The decision boundary is a hyperplane in feature space.
Training
Loss Function: Binary Cross-Entropy
Loss = -(1/n) * Sum[y_i * log(y_hat_i) + (1 - y_i) * log(1 - y_hat_i)]
Gradient Descent
Training logistic regression with gradient descent:
- Initialize weights w to zero and bias b to zero
- For each iteration:
- Compute linear combination: z = X * w + b
- Apply sigmoid to get predictions: y_hat = 1 / (1 + e^(-z))
- Calculate weight gradient: dw = X^T * (y_hat - y) / n
- Calculate bias gradient: db = mean(y_hat - y)
- Update weights: w = w - learning_rate * dw
- Update bias: b = b - learning_rate * db
- Return learned weights and bias
Regularization
L1 and L2 penalties apply as in linear regression:
Loss = BCE + lambda * ||w||
Where ||w|| is either the L1 norm (sum of absolute values) or L2 norm (sum of squared values).
Multi-class Classification
One-vs-Rest (OvR)
Train K binary classifiers, one per class. Predict class with highest probability.
Softmax (Multinomial)
P(y=k|x) = e^(w_k * x) / Sum_j(e^(w_j * x))
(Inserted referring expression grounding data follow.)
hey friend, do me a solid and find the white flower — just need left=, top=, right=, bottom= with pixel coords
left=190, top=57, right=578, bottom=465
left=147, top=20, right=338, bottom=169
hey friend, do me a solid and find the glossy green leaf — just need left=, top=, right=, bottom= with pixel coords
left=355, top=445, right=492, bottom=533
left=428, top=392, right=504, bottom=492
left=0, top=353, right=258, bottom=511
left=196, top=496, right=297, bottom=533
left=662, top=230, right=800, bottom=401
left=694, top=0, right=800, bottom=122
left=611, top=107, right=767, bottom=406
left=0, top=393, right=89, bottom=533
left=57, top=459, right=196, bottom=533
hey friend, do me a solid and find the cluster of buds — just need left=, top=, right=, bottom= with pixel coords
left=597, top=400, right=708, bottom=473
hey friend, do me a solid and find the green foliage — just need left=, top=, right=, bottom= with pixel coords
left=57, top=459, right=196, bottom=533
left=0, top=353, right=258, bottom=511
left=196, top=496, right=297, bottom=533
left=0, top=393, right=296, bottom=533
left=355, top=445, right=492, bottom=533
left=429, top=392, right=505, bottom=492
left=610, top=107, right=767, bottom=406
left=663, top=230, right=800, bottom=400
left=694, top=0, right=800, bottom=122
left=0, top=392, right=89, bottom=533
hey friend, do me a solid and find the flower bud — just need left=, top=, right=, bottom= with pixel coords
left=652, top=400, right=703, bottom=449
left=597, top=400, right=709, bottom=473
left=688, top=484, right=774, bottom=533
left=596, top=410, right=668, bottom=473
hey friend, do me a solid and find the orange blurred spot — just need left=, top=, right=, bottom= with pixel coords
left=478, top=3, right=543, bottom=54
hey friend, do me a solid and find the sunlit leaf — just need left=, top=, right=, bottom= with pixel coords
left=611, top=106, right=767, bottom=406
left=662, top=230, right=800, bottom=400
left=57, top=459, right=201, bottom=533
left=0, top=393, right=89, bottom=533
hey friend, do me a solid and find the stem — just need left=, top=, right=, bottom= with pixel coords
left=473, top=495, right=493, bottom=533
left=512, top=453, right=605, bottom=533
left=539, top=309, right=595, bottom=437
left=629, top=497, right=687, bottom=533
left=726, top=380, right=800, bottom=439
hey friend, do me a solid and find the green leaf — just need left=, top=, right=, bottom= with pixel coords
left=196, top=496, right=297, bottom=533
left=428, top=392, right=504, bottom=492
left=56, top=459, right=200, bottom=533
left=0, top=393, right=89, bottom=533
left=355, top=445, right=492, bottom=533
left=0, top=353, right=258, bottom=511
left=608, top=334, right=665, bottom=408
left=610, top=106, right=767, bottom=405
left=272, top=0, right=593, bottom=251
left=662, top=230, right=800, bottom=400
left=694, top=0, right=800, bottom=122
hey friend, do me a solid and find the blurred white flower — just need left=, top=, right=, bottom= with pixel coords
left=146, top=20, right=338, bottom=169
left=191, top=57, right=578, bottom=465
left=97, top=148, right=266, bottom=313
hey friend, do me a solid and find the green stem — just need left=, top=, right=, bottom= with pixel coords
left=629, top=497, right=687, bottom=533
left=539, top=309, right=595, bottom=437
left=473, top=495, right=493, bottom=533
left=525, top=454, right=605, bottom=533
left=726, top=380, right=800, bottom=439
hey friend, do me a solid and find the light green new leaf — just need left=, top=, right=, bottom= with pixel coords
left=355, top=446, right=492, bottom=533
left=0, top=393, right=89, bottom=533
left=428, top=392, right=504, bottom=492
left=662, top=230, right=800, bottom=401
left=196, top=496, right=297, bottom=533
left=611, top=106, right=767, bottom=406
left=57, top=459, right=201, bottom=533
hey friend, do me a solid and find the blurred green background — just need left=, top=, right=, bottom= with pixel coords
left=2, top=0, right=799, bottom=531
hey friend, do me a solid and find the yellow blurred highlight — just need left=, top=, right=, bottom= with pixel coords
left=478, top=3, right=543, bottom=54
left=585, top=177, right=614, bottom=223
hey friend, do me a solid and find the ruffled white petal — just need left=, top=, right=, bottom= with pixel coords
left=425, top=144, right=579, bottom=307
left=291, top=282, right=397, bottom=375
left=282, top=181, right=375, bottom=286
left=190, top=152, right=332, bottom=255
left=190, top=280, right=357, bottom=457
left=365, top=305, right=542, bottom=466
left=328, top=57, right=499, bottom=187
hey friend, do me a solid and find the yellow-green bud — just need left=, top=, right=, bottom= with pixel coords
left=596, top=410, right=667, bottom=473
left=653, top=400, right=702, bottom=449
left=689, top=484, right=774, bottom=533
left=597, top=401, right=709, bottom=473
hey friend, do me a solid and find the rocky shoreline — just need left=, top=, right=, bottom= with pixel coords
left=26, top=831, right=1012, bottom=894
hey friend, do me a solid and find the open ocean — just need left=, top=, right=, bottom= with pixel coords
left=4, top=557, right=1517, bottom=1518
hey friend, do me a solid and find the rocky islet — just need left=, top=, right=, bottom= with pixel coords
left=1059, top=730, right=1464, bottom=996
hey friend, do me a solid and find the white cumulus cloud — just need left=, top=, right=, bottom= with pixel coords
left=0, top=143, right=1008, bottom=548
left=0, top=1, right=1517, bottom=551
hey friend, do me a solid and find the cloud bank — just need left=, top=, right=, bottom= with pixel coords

This normalizes the outputs across all classes so probabilities sum to 1.
Evaluation Metrics
| Metric | Use Case |
|---|---|
| Accuracy | Balanced classes |
| Precision | High false positive cost |
| Recall | High false negative cost |
| F1 Score | Balance precision and recall |
| AUC-ROC | Overall discrimination quality |
Reference
| Topic | Description |
|---|---|
| Sigmoid function purpose | Maps real numbers to (0, 1) for probability interpretation. Has convenient mathematical properties for optimization. |
| Difference from linear regression | Linear regression predicts continuous values; logistic regression predicts bounded probabilities (0-1). Uses log loss instead of MSE. |
| Imbalanced classes | Use class weights, threshold tuning, or resampling. Evaluate with precision-recall metrics, not accuracy. |
| Coefficient interpretation | A one-unit increase in feature X changes log-odds by the coefficient value. Exponentiate for odds ratio. |
| Failure cases | Complex non-linear decision boundaries, high-dimensional sparse data without regularization, unengineered feature interactions. |